To begin with, from a legal point of view, such a reform would not make as much of a clarifying difference as you would expect. Sure, you will have a direct say in choosing your president, but what does that amount to? Significant structural change comes with a decision to give major powers to the president alone, independent from the legislative. Examples of such “presidential regimes” are not found in the EU. For some hints at the difference, think about most of the Latin American countries, the USA, former members of the USSR (Kazakhstan, Uzbekistan etc.) and African countries (Rep. of Congo, Ghana etc). A switch from a parliamentary to a presidential republic is an unlikely scenario for a modern European democracy such as Estonia and will not find its way into your debates of Constitutional reform. Deciding to have a popularly elected president would place you among countries such as Austria, France, Finland, Poland, Ireland, Ukraine, Russia, Romania etc.
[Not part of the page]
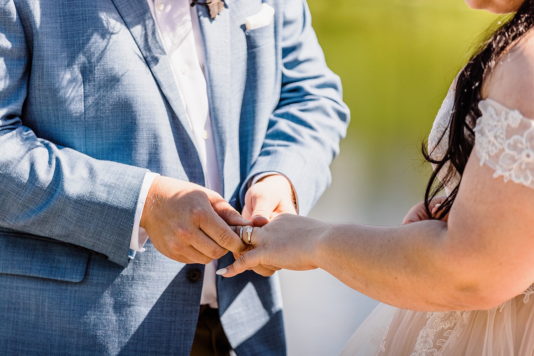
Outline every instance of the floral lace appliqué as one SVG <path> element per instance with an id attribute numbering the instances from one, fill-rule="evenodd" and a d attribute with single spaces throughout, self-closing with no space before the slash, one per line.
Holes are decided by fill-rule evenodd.
<path id="1" fill-rule="evenodd" d="M 410 356 L 440 356 L 441 353 L 435 346 L 441 348 L 448 345 L 452 349 L 464 330 L 462 325 L 467 323 L 470 315 L 470 312 L 438 312 L 430 314 L 430 318 L 434 318 L 431 327 L 419 332 L 414 352 Z M 438 335 L 443 337 L 435 342 Z"/>
<path id="2" fill-rule="evenodd" d="M 532 186 L 534 121 L 525 118 L 517 110 L 493 106 L 483 113 L 475 128 L 475 148 L 481 165 L 493 168 L 494 178 L 502 177 L 505 182 Z"/>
As a result, your expectations for change should be quite moderate. As a parliamentary democracy, your president now has no real executive, but mostly formal powers. S/he mainly represents the state internationally, by coordinating activities with the government; s/he promulgates the national legislation at the parliament’s proposal and has the option to once return them to parliament and once to contest them in the Constitutional Court; s/he declares parliamentary elections; s/he formally accepts the election of a prime minister by the parliament and, under special circumstances, proposes amendments to the Constitution. Making a brief comparison to Romania, where the president is directly elected, you will not, in fact, see a remarkable difference. S/he is limited in opposing laws or proposals for ministers or prime ministers to once or twice. S/he represents the country internationally, but to have any significant decision enacted on this front is subject to either the will of the government (if for nothing else but financial reasons) or the vote of the parliament. In matters related to national defence, s/he may head the Supreme Council for National Defence, but cannot take any decision as an individual. Even as the Commander in Chief of the Armed Forces, there is still a parliamentary vote required for even partial mobilisation of the army. The key words remain “political consensus”.
The real change, however, is the increased authority of the president – who can claim the legitimacy of a nationwide vote, making him or her yet another significant competitor in the political game. At the same time, the parliament, with all its potential fragmentation, remains the most powerful and final decision maker. And if you were disappointed with the lack of consensus stemming from political scheming and shifting loyalties in the legislative for the election of your president, keep that sort of atmosphere in mind for the election of the prime minister and for negotiations for coalition governments (with which you are also familiar) and add to it the potential of disunity between the issuing government and the popularly elected president. We call these “happy times” in the political history of these countries cohabitation.
Parties would still run the show
While a defective cohabitation is, overall, a less often seen ugly cousin of “consensually united elites” that are at the basis of a healthy democracy, this can be one of the results of a dual legitimacy of executive power split between a directly elected president and a directly elected parliament. Romania marked, perhaps, the extreme end of this scale of political conflict in Europe. The country saw tensions running so high between a parliamentary supported prime minister and a directly elected president, that in 2012 the two were close to going at the same time, in different planes, to attend the European Council and fight over who gets to sit there. President Traian Băsescu was impeached twice after negotiations between parties in the parliament led to a change of political loyalties. If some of you voiced concerns about the time and financial resources that had been wasted during the five months of electoral campaign for a rather formal seat in the architecture of the Estonian state, imagine by comparison the cost of two referenda and political campaigning alone, on top of every other cost due to long institutional deadlocks.
Exception, you might say. But is it really? Increasing fragmentation of party systems and the inability to reach political consensus is a reality all throughout Europe. The informal authority of a directly elected president, which is believed to act in the spirit of mediation between parties in conflict, can easily backfire and create a new pole of competition. And even if it doesn’t, you might be disappointed to see that after lengthy debates and investments in the structural reform of the state, you will find yourself in the same place: parliamentary parties still run the political show. Popularly electing a president may sound like a simple way to avoid political drama in the short run, but it has implications for the running of the state that you might as well consider living without.